French court revokes Bayer weed killer approval

A French court has revoked the approval for one of Bayer AG’s glyphosate-based weed killer because it may cause cancer, Reuters reports.

The decision made by the administrative court in Lyon, France on 14 January comes as the German chemical group faces some 9,300 US lawsuits by people who claim that glyphosate, the chemical used in Monsanto’s Roundup and Ranger Pro brand of weed killers, causes cancer.

The French Agency for Food, Environmental and Occupation Health and Safety (ANSES), which approved the weed killer in 2017, said it would review the court decision, which was effective immediately.

The French administrative court said that despite the EU’s approval of glyphosate-based products, scientific studies and animal testing had shown that Bayer’s Roundup Pro 360 weedkiller was potentially carcinogenic to humans and was likely to be harmful to human reproduction and aquatic organisms.

Bayer, which acquired Monsanto for US$65bn last year, has repeatedly pointed to scientific evidence and regulations establishing that glyphosate is safe and said it was considering its legal options.

Bernstein Research said the financial impact of the ban in France was likely be limited, given it concerned one product in a market for glyphosate-based weedkillers worth around 40 million euros.
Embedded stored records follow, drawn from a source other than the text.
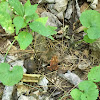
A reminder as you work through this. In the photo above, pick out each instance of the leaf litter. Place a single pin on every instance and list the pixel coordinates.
(70, 56)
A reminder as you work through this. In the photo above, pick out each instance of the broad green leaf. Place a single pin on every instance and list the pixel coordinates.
(32, 17)
(41, 29)
(93, 32)
(27, 4)
(10, 76)
(24, 39)
(18, 22)
(91, 20)
(76, 94)
(30, 10)
(43, 20)
(88, 40)
(5, 19)
(94, 74)
(17, 7)
(90, 91)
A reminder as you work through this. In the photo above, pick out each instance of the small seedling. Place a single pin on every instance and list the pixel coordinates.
(90, 19)
(88, 89)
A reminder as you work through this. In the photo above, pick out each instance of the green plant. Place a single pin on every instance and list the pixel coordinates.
(88, 89)
(13, 17)
(90, 19)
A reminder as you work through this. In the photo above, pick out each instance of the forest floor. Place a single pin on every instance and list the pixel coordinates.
(52, 58)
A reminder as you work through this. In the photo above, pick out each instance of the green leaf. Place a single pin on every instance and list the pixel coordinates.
(41, 29)
(10, 77)
(32, 17)
(94, 74)
(30, 10)
(5, 19)
(18, 22)
(91, 20)
(17, 7)
(76, 94)
(88, 40)
(24, 39)
(90, 91)
(94, 32)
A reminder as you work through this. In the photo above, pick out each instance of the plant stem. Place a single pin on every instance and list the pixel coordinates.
(9, 49)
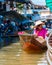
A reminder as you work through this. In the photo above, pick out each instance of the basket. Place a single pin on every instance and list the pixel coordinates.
(30, 41)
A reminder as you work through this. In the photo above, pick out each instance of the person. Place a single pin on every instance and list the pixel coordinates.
(39, 31)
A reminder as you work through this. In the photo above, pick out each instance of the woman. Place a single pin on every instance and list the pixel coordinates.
(39, 31)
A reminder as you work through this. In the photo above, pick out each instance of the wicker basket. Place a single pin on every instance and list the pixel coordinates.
(30, 41)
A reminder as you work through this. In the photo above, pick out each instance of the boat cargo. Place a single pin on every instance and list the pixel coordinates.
(30, 43)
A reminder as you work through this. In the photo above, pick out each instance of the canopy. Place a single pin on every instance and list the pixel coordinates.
(49, 4)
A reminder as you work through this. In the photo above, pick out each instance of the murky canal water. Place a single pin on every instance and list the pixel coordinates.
(14, 55)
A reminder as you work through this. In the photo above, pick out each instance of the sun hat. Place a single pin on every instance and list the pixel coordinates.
(38, 23)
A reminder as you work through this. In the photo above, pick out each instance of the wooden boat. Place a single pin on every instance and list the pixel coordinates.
(49, 51)
(30, 43)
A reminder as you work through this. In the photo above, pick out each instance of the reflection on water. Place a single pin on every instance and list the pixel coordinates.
(14, 55)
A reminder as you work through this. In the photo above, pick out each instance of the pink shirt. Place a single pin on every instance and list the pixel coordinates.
(41, 32)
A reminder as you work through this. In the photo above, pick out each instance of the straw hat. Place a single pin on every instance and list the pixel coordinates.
(38, 23)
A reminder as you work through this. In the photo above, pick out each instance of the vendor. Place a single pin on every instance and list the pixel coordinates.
(39, 30)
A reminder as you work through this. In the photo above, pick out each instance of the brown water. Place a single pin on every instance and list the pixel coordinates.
(14, 55)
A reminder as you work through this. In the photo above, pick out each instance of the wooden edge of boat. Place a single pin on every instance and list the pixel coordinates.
(49, 51)
(49, 59)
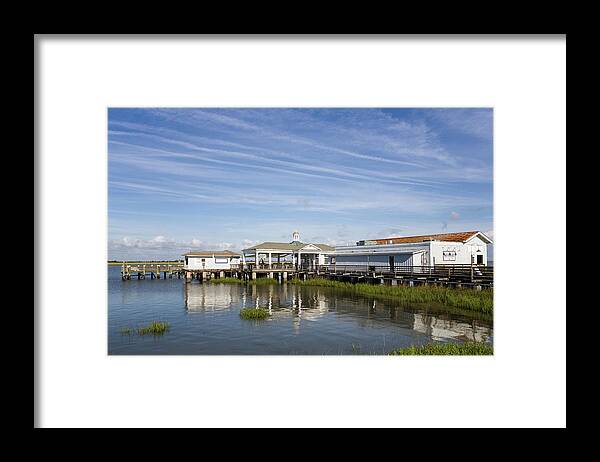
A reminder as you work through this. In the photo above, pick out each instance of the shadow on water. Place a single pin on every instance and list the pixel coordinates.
(204, 319)
(305, 303)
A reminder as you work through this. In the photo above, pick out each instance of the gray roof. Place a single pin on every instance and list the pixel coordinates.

However, more cases could result, it said.

Glyphosate has been controversial in the EU, with member states granting a five-year extension to the license for the weed killer in 2017 after two years of bitter debate.

Despite the extension, some countries – including France and Germany – are moving forward with their own restrictions on the use of the chemical, which is off-patent and marketed worldwide by dozens of other chemical groups including Syngenta and DowDuPont’s Corteva Agriscience.